# Anyone Heard Of Gambrinus (czech Lager)



## wimbymoonshine (31/8/08)

Hey All,

I just spent 3 weeks working in Prague and tasted this czech lager called Gambrinus and it was bloody brilliant!!!

Was wondering if anyone's been fortunate enought to try it and if so anyone with a clone recipe?

Cheers!


----------



## goatherder (31/8/08)

Heard of it but never had the opportunity to try it. I'd love the chance to get it fresh like you have done.

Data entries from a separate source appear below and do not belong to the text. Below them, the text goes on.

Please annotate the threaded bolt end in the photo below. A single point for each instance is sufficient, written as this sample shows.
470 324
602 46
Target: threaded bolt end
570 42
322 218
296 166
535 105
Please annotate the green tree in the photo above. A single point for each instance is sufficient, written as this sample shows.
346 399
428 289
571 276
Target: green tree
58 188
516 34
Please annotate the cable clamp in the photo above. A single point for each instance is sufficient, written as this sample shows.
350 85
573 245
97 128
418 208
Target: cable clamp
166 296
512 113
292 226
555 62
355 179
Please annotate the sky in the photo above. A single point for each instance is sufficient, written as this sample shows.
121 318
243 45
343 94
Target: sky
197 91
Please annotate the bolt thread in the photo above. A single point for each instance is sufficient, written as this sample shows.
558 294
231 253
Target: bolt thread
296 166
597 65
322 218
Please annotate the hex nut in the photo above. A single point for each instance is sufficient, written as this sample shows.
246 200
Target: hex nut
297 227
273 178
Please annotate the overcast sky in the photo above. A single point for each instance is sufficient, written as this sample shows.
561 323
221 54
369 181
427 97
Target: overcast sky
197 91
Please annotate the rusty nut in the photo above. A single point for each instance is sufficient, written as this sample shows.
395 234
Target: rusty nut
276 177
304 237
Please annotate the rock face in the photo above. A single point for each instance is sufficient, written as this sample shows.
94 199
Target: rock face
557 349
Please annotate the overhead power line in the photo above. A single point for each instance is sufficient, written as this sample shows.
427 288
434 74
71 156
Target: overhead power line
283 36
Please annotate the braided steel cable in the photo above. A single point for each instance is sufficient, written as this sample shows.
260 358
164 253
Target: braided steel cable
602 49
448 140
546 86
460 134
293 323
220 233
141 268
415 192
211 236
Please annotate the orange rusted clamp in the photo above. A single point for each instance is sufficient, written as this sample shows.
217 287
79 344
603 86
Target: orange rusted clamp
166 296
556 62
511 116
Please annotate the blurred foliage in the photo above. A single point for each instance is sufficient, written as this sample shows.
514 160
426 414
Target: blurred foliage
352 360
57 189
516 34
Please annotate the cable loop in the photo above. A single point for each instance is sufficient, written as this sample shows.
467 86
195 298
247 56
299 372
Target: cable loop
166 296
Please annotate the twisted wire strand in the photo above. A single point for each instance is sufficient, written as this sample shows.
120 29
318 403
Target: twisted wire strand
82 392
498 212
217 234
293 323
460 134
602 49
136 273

If you are looking to clone it, Wyeast 2002 Gambrinus lager yeast is reportedly from the brewery. From what I can work out it is a discontinued product so it will be hard to get. Maybe it will pop up as a seasonal strain in the future. In the meantime, Wyeast 2001 (Urquell) or Wyeast 2000 (Budvar) would make admirable substitutes.


----------



## bradmcm (31/8/08)

Yep, a lovely beer, I've drunk it a few times, but not in the last 10 years or so.
It's a lighter lager from Plzen.

12 Plato, 33 IBU of Saaz. 3 EBC. 90% Czech Pilsner malt, 10% sucrose.

Problem solved!
(Source, Wheeler & Protz, Brew Classic European Beers at Home)


----------



## hillbillybreweries (31/8/08)

Gambrinus brewery is right next door to Urquell. In Melbourne we used to buy it for $38 a case of twenty half L bottles about ten or so years back . It's a great beer but hard to get now.


----------



## Airgead (31/8/08)

You can get on on tap at the Prague restaurant in Sydney (http://www.prague-restaurant.com.au/). Had a work function there earlier in the year and it was fantastic. Roast pork knuckle washed down with 3l of Gambrinus. And the company was paying. Perfect.

Cheers
Dave


----------